The ABM Clinical Protocol (2010) and Gartner, 2010 acknowledge that formula supplements can help lower bilirubin levels (see above). However the ABM advise starting phototherapy rather than relying on supplementation or temporary interruption of breastfeeding, because phototherapy works more quickly. They also point out that “In infants less than five days of age, interruption of breastfeeding and replacement feeding with formula may not be as effective as the use of phototherapy.”
In the full version of the NICE guidelines Neonatal Jaundice, 2010, there is a discussion of several studies that have compared the effects of supplemental feeds during phototherapy. They found the evidence was not very conclusive. One study found that “formula feeds were no more effective than breastfeeding in reducing serum bilirubin during phototherapy”. The NICE recommendation is “breastfed babies should not be routinely supplemented with formula, water or dextrose water for the treatment of jaundice”.
Pump to maintain supply
In the event of a pause in breastfeeding, pumping frequently will maintain a good supply of breastmilk ready for when breastfeeding resumes.
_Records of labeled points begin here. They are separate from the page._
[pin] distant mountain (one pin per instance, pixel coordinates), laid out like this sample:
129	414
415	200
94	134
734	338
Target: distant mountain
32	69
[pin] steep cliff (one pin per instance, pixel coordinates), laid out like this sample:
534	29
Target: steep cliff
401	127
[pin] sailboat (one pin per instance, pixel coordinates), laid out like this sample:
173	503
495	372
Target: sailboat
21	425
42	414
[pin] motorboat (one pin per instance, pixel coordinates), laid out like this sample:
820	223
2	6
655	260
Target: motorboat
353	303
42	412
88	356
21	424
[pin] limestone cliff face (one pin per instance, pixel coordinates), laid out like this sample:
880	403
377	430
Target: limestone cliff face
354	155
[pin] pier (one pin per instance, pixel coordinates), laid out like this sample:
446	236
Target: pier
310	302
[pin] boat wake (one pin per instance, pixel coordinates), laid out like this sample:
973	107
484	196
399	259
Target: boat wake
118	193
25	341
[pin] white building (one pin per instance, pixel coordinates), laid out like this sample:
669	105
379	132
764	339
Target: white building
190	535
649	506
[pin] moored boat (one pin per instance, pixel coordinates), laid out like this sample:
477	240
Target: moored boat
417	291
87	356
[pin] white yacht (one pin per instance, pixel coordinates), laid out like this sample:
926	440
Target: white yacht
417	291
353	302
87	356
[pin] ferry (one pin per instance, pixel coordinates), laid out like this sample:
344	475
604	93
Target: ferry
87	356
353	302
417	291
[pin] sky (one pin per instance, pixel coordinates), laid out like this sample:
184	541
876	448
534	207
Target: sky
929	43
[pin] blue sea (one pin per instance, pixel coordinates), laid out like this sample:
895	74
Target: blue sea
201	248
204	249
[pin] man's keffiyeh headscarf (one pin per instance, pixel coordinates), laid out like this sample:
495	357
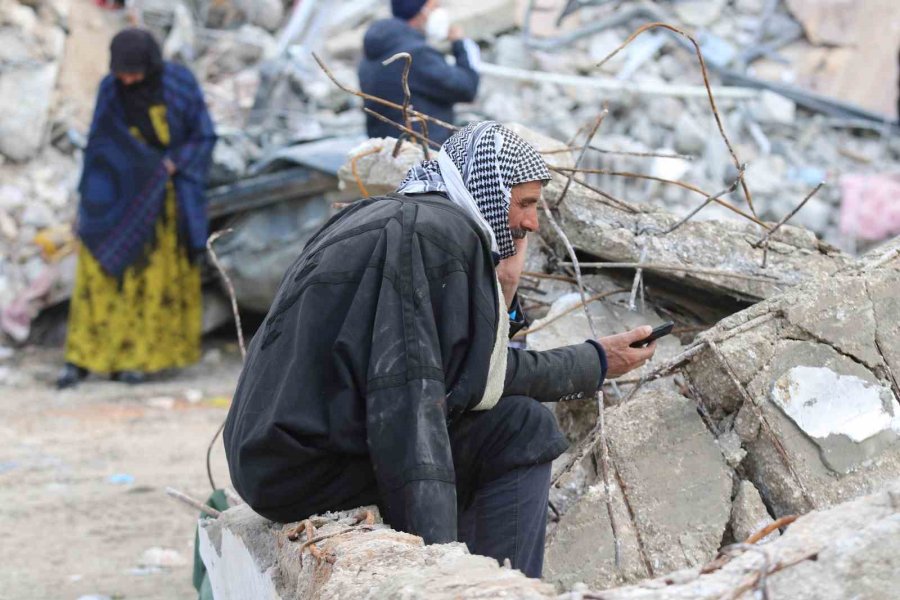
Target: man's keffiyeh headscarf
477	167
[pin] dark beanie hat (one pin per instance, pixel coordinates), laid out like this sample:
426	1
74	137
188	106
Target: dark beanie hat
406	9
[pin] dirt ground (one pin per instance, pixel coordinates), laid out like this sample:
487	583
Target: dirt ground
83	474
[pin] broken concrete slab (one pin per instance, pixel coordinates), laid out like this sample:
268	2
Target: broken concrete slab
674	484
811	379
749	514
847	552
613	233
675	478
248	556
580	548
373	165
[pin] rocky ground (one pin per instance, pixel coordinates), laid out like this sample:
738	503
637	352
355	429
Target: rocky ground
83	472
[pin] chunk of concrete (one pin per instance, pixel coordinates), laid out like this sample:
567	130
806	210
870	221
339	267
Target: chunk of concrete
25	123
675	478
373	165
615	234
847	552
816	397
249	557
749	514
845	415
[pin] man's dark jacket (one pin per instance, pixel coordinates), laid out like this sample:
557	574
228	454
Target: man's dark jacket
435	85
377	342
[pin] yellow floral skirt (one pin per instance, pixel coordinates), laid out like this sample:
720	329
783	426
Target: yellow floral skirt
149	323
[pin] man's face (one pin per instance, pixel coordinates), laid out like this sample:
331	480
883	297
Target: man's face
523	208
130	78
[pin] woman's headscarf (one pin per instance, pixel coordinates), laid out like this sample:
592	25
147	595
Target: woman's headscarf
477	168
135	50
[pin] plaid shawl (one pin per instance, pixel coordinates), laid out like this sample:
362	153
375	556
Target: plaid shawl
477	168
123	182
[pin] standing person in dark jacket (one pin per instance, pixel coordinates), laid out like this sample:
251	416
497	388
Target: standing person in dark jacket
382	374
434	84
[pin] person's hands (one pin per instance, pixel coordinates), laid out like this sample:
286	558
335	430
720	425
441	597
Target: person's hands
509	270
621	357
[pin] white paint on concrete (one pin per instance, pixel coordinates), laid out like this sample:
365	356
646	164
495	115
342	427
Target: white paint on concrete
233	573
823	403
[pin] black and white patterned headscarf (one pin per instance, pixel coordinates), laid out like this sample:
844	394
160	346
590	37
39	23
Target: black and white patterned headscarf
477	167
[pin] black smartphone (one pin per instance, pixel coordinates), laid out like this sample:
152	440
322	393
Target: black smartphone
658	332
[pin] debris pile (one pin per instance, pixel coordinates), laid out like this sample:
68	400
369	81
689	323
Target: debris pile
819	556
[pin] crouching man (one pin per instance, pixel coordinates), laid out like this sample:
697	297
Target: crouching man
382	375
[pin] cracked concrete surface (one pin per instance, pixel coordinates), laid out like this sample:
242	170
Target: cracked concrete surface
831	342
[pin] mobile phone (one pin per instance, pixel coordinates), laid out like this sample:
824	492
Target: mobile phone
658	332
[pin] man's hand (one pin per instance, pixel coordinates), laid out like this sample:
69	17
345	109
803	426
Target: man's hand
170	166
509	270
620	357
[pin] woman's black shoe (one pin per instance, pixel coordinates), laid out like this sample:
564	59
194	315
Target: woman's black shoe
70	376
129	377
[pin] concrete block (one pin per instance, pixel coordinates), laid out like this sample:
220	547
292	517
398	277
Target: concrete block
749	514
821	426
847	552
675	478
250	557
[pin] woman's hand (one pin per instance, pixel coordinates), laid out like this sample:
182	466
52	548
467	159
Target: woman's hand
621	357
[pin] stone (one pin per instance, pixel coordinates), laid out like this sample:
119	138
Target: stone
816	215
12	197
247	556
24	123
749	514
267	14
848	552
376	167
677	483
817	363
581	550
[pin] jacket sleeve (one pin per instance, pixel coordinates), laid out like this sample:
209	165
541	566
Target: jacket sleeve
431	75
406	405
567	373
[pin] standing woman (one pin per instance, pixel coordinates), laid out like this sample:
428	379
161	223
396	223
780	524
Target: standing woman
136	306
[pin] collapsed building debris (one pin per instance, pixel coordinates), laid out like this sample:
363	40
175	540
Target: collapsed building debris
249	557
817	557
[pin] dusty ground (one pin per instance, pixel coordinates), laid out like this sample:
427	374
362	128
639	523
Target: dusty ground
68	530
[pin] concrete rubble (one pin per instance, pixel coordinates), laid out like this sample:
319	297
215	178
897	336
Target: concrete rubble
249	557
848	551
809	385
786	404
819	556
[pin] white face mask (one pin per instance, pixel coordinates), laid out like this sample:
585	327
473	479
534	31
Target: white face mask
437	26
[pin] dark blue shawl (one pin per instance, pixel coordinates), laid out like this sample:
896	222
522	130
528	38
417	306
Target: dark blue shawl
123	183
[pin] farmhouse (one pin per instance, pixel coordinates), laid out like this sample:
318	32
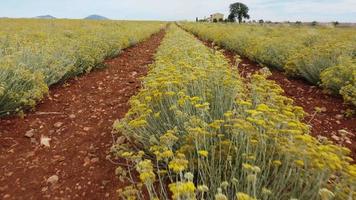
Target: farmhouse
216	17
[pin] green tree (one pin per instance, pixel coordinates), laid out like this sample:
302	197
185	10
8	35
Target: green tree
231	18
240	11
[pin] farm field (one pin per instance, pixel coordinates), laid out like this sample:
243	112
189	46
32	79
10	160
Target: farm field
142	110
35	54
198	125
322	56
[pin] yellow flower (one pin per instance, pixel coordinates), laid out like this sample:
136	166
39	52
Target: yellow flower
243	196
203	188
326	194
277	163
178	164
299	163
182	190
203	153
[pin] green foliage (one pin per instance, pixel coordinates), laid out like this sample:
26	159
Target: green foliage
35	54
209	134
240	11
299	51
342	79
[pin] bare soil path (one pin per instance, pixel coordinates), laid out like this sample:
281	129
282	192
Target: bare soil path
77	117
331	122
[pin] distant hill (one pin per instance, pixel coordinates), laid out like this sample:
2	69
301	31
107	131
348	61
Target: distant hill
96	17
45	17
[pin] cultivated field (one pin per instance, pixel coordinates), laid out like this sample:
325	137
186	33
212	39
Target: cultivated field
322	56
35	54
178	111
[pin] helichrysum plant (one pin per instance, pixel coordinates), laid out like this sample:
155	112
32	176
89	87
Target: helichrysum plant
199	131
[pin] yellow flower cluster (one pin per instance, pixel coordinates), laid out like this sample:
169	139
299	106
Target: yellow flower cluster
249	142
35	54
319	55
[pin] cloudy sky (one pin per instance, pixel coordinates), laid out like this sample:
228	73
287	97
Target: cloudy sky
275	10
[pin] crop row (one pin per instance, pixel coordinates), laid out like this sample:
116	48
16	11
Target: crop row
325	56
35	54
197	130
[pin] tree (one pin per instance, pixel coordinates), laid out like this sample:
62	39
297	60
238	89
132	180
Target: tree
240	11
231	18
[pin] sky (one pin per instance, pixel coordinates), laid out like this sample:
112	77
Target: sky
169	10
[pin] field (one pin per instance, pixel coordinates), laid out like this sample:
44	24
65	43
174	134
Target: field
41	53
321	56
155	110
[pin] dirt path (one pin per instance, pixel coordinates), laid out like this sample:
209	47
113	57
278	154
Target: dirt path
331	122
327	123
79	126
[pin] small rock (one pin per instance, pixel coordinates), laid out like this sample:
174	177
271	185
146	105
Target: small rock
53	179
34	141
30	133
45	141
134	73
86	161
44	189
58	124
339	117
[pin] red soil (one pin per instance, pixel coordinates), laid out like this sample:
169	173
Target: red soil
77	117
326	123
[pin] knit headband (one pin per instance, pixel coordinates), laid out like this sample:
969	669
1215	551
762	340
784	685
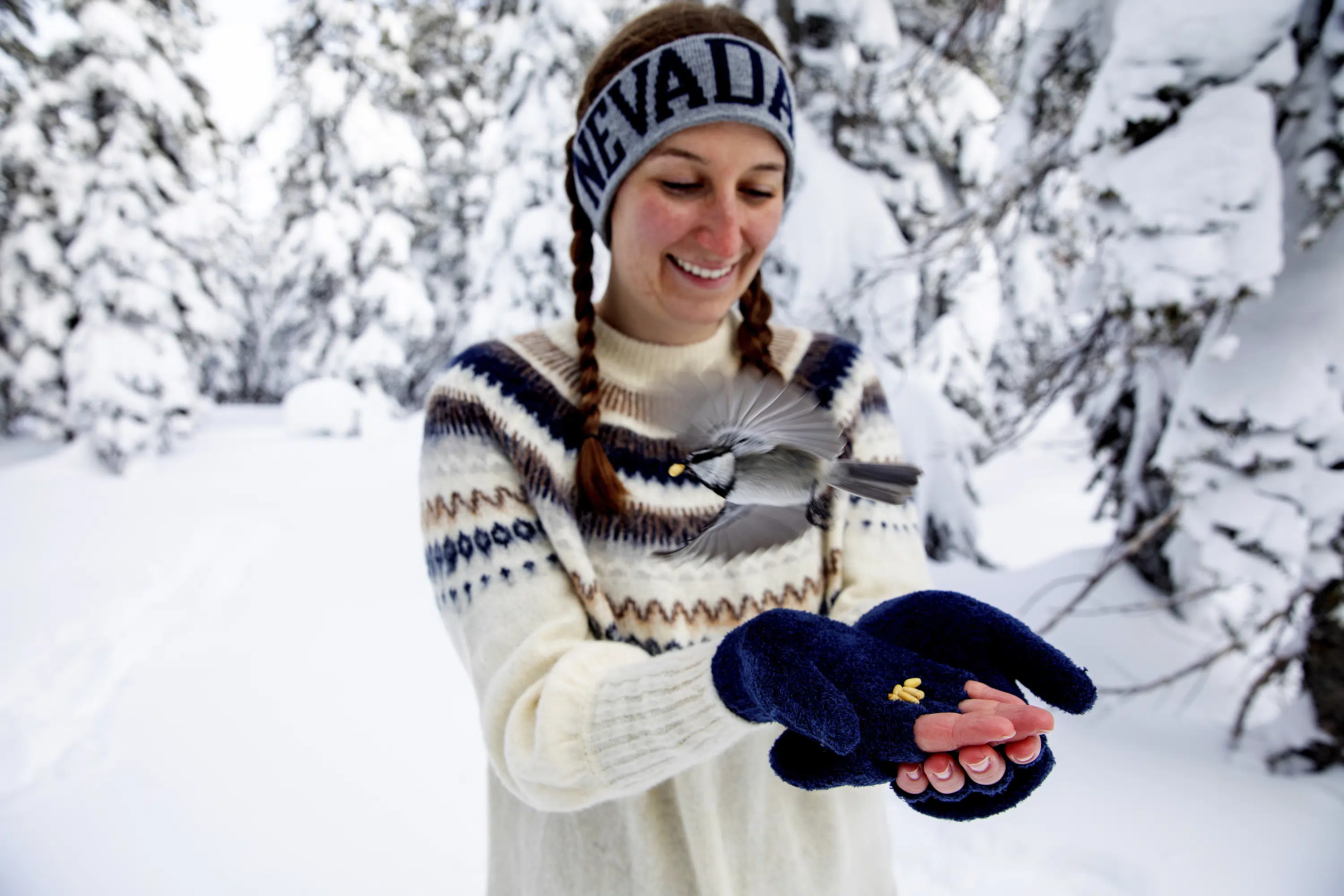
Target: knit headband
690	81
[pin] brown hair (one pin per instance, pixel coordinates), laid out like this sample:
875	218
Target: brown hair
599	487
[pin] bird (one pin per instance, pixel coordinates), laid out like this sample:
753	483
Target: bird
771	452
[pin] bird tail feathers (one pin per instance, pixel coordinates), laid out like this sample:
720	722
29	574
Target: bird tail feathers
886	482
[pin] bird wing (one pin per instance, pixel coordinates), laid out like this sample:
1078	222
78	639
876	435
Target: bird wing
749	413
742	528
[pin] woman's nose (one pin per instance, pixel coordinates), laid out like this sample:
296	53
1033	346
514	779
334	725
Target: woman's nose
721	229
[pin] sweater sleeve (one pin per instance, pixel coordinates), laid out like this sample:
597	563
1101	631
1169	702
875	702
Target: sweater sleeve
882	544
569	720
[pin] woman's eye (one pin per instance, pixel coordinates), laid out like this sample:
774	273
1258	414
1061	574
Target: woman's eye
681	187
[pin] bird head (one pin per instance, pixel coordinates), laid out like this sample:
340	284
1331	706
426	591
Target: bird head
714	468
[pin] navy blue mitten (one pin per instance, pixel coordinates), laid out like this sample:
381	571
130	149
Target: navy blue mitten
999	650
832	684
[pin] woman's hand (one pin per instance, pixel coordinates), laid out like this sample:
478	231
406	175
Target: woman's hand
990	718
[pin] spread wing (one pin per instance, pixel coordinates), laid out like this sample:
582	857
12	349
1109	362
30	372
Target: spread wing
749	413
742	528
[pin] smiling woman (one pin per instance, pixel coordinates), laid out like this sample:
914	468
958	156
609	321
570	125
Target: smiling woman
636	710
690	228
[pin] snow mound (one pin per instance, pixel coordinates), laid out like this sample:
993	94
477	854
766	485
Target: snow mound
324	406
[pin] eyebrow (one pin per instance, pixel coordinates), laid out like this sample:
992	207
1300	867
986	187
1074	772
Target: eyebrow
683	154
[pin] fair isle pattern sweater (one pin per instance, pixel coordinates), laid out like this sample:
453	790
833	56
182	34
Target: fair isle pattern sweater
613	765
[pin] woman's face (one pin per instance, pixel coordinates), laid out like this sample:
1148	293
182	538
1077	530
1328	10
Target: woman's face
709	197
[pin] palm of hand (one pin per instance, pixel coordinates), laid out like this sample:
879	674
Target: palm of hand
987	719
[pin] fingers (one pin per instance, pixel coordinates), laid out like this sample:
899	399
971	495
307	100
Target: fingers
910	778
979	691
983	765
1026	720
947	731
944	774
1023	751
For neonates with jaundice and poor breastfeeding, the solution is not to stop the breastfeeding, but rather to correct the breastfeeding problem and to restore fluid and calorie intake. In some instances, expressed milk, banked human milk, or artificial milk supplementation may be required for a time. The main point is that the baby must be fed and the mother must be supported. Regardless of the aetiology of the jaundice, if breastfeeding is not going well, it must be improved, not abandoned.
Exchange transfusions are rarely performed today as phototherapy is so effective. Guidelines and risks for exchange transfusion are clarified in:
Should I put my baby in sunlight?
NICE Guidelines and The American Academy of Paediatrics do not advise treating a baby for jaundice by putting the baby in sunlight either directly or indirectly through a window:
Putting your baby in sunlight is not recommended as a safe way of treating jaundice. Exposing your baby to sunlight might help lower the bilirubin level, but this will only work if the baby is completely undressed. This cannot be done safely inside your home because your baby will get cold, and newborns should never be put in direct sunlight outside because they might get sunburned.
Supplementing with water?
Supplementing a baby with water or dextrose water will not prevent jaundice or lower the bilirubin levels because bilirubin is excreted in poop and not urine (AAP, 2004; NICE, 2010; Lauwers & Swisher, 2010). If a mother’s milk is delayed coming in or if she doesn’t have enough milk she may need to supplement with donor milk or baby formula alongside any treatments for jaundice needed.